Outcomes	Symptoms such as vaginal bleeding and abdominal pains stopped or subsided, clinical examinations showed pregnancy maintained until term delivery were considered as effective. The effectiveness rate (live birth rate according to our design of this review for meta‐analysis) reported in this study of combined medicines group was 91.60%, and Western medicines group was 76.66% (P < 0.05).
Notes	Randomised controlled trial with 2 arms.
Risk of bias
Bias	Authors' judgement	Support for judgement
Random sequence generation (selection bias)	Unclear risk	It only mentioned in the trial that "the patients were randomized (2:1 ratio) divided into 2 groups.."
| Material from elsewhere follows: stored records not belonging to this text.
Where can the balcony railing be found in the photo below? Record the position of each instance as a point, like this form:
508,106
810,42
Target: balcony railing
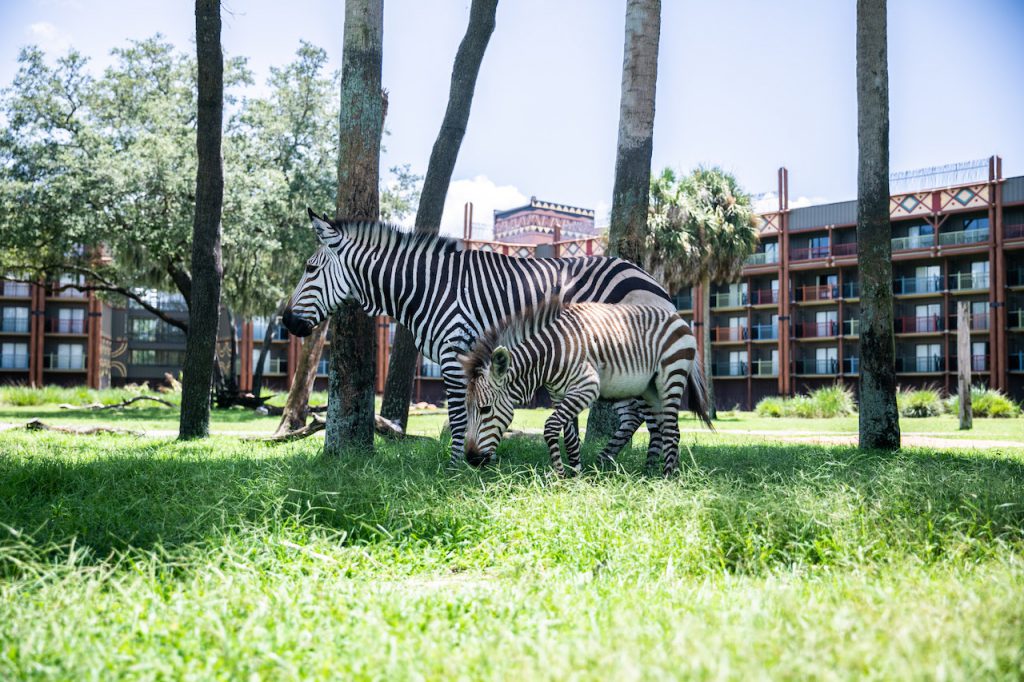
817,293
809,253
728,369
13,360
728,334
728,300
15,290
966,281
55,326
929,285
60,361
14,325
913,242
964,237
817,367
764,332
762,258
931,365
827,328
924,325
764,296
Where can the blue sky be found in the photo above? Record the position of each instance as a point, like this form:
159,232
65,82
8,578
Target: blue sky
750,85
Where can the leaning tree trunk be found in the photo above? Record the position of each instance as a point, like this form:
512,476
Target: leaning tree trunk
401,366
631,193
879,417
297,406
353,339
204,309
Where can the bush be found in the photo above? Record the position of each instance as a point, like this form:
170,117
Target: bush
920,402
824,402
986,402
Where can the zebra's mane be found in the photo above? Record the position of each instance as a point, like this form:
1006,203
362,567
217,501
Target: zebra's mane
512,331
377,231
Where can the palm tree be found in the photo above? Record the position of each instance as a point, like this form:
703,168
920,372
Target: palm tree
879,420
700,229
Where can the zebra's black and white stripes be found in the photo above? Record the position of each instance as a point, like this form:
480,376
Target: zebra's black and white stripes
446,297
580,352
Allocation concealment (selection bias)	Unclear risk	It only mentioned in the trial that "the patients were randomized (2:1 ratio) divided into 2 groups.."
Blinding of participants and personnel (performance bias) All outcomes	Unclear risk	The information was not reported in this study.
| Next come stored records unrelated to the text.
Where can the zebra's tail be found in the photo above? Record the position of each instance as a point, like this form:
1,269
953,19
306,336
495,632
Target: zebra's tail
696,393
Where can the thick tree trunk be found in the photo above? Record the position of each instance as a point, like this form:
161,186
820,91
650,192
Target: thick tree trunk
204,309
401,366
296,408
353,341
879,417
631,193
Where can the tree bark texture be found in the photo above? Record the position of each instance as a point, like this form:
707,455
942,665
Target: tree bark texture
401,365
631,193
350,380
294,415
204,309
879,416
Blinding of outcome assessment (detection bias) All outcomes	Unclear risk	The information was not reported in this study.
Incomplete outcome data (attrition bias) All outcomes	Low risk	No exclusions or losses were reported, but the number of participants remained the same at the endpoint of study. ITT used.
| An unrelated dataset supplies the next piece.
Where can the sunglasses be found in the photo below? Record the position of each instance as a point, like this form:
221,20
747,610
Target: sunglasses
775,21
Selective reporting (reporting bias)	Unclear risk	The protocol of the trial was not available, so the possibility of selective outcome reporting could not be examined by the review authors.
Other bias	Unclear risk	No baseline information of the intervention groups was available.

Luo 2013.

Study characteristics
Methods	Randomised controlled trial of combined medicines (Chinese herbal medicines + other pharmaceuticals) compared with other pharmaceuticals alone.
Participants	33 patients from People's Hospital of Guangxi Luchuan were recruited (May 2009‐May 2012). Participants were all diagnosed as unexplained recurrent miscarriage (3‐5 abortion history).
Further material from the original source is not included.